Люди спешили, наступали впереди идущим на пятки и отдавливали ноги тем, кто уже занял свое место. Одни огрызались, другие смеялись. У всех были одурелые глаза. Зачем они с таким радостным возбуждением пришли сюда? Посмотреть, как льется кровь? Разве они мало видели крови на полях Кастилии, на мостовых Бильбао, на баррикадах Мадрида? Кое-кто видел кровь на снегу под Сталинградом.

Помню, мы с Генкой ломали голову, зачем люди ходят на корриду.

И вдруг поняли: чтобы рядом с чужой смертельной опасностью ощутить липкую сладость своей безопасности. Но никто в этом не признавался. Когда я заговаривал с испанцами о корриде, они говорили: коррида - душа Испании, коррида - зрелище для мужчин, она закаляет сердца, делает их мужественными, коррида - школа для будущих бойцов...

Пустые слова! Жестокая трусость - душа тех, кто спешит сюда, наступая на ноги сидящим, чтобы насытиться чужим страданием. Набить себе рот, нажраться им до оскомины. Как медом.

Тогда мы с Генкой сделали открытие: высокие чувства выстраивают людей в колонны, низменные превращают в толпу.

Этой бессонной ночью, если бы можно было заказывать сны, я заказал бы себе такой - такой сон заказал бы я себе бессонной ночью после гибели Генки: были бы в этом сне и бык, и тореро, и пикадоры, и бандерильерос, и пионы, и толпа, и музыка, и жареные фисташки в пакетиках. Весь спектакль. Но пьеса была бы иной.

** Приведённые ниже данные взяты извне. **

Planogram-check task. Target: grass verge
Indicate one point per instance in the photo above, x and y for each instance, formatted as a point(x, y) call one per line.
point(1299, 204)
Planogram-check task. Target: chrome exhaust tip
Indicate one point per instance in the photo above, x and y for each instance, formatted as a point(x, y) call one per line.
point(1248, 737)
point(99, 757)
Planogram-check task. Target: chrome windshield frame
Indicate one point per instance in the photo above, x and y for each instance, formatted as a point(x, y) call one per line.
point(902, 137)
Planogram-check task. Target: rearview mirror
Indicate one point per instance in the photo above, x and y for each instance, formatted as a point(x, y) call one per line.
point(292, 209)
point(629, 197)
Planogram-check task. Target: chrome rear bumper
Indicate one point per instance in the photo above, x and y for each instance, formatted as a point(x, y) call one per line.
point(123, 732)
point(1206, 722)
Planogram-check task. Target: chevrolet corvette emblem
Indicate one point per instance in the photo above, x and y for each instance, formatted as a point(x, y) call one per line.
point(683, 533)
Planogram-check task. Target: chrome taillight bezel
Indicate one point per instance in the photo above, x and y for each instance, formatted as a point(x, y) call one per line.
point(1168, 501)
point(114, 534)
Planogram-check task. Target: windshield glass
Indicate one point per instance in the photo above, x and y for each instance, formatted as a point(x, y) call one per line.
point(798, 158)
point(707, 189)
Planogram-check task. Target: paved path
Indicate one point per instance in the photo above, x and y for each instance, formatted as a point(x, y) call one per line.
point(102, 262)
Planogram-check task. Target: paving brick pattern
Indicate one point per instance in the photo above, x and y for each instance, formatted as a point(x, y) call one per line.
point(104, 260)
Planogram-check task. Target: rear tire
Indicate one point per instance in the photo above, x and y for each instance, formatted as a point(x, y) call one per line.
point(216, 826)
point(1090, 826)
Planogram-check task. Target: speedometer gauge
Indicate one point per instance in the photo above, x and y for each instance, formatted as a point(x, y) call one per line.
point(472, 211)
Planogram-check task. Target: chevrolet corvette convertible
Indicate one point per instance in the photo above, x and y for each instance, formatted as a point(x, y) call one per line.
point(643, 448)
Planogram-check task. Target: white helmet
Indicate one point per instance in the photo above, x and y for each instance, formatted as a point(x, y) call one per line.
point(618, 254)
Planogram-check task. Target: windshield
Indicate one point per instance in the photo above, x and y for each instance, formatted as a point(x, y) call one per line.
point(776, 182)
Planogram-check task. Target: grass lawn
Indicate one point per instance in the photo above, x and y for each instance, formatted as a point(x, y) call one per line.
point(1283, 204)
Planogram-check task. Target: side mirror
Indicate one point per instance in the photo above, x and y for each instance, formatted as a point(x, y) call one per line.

В самый критический момент, когда решается кто кого: бык - тореро или тореро быка, - четырехногий противник, рогатый гладиатор, вдруг повернулся бы спиной к тореадору и, сверкнув белками очей, устремился бы на толпу. Один бык бросил бы вызов тысяче людей в отместку за всех павших на этой арене братьев. Барьер. Еще барьер! Кинжальный взмах рогов. Копыта бьют в четыре молота. Бах! Бах! И лица людей - на одно лицо, слились в одно огромное, искаженное нечеловеческим страхом и вместе с тем страхом, который может испытать только человек. Это лицо, морда, харя, как бы оторвавшиеся с картины Гойи, - "черный период", Мадрид, галерея Прадо, эта харя ожила бы, задышала, перекошенная животным страхом. Вот вам коррида, вот! Толпа, безликая, как вода, и по ней этаким горбом движущаяся волна, которую поднял взбунтовавшийся бык.

Вот вам возмездие за вековую сладкую страстишку!

А посреди арены в этом заказном сне стоял бы тореадор и закуривал бы сигарету. Спокойно, как на отдыхе. Только руки бы слегка дрожали и пламя никак не попадало на кончик сигареты...

Но сны не снятся по заказу. Не знаю, кто создает и утверждает сны, но в эту ночь мне приснился мертвый тореадор. Небольшой такой, на желтом овале, как на Генкином рисунке, в кукольном костюмчике, похожий на сувенирную куклу. Быка рядом не было. И не видно, что делает толпа: размахивает ли руками, орет ли, кидает ли гнилые апельсины или богобоязненно крестится - католики!

Я медленно шел по речному песку и никак не мог дойти до центра арены, где лежал тореро. Хруп-хруп, хруп-хруп! Как далеко, однако! Я выбился из сил, прежде, чем подошел к нему. Заглянул в лицо и признал в нем Генку. Генка! Что ты здесь делаешь? Вставай, я стряхну с тебя песок, и пойдем!

Он молчал и глаз не открывал. А на рукаве у него - на левой руке был повязан Майин платок - белый в горошек.

Тогда я опустился на колени и потряс его за плечо: вставай, спектакль кончился.

Не поднялся мой Генка. И не откликнулся.

И вдруг я понял, что это не спектакль. Нет ни трибун, ни зрителей. Нет ни пикадоров, ни пионов, ни бандерильеров. Только мокрый песок и на нем мертвый Генка. Ноги вместе, руки раскинуты, как снятый с креста.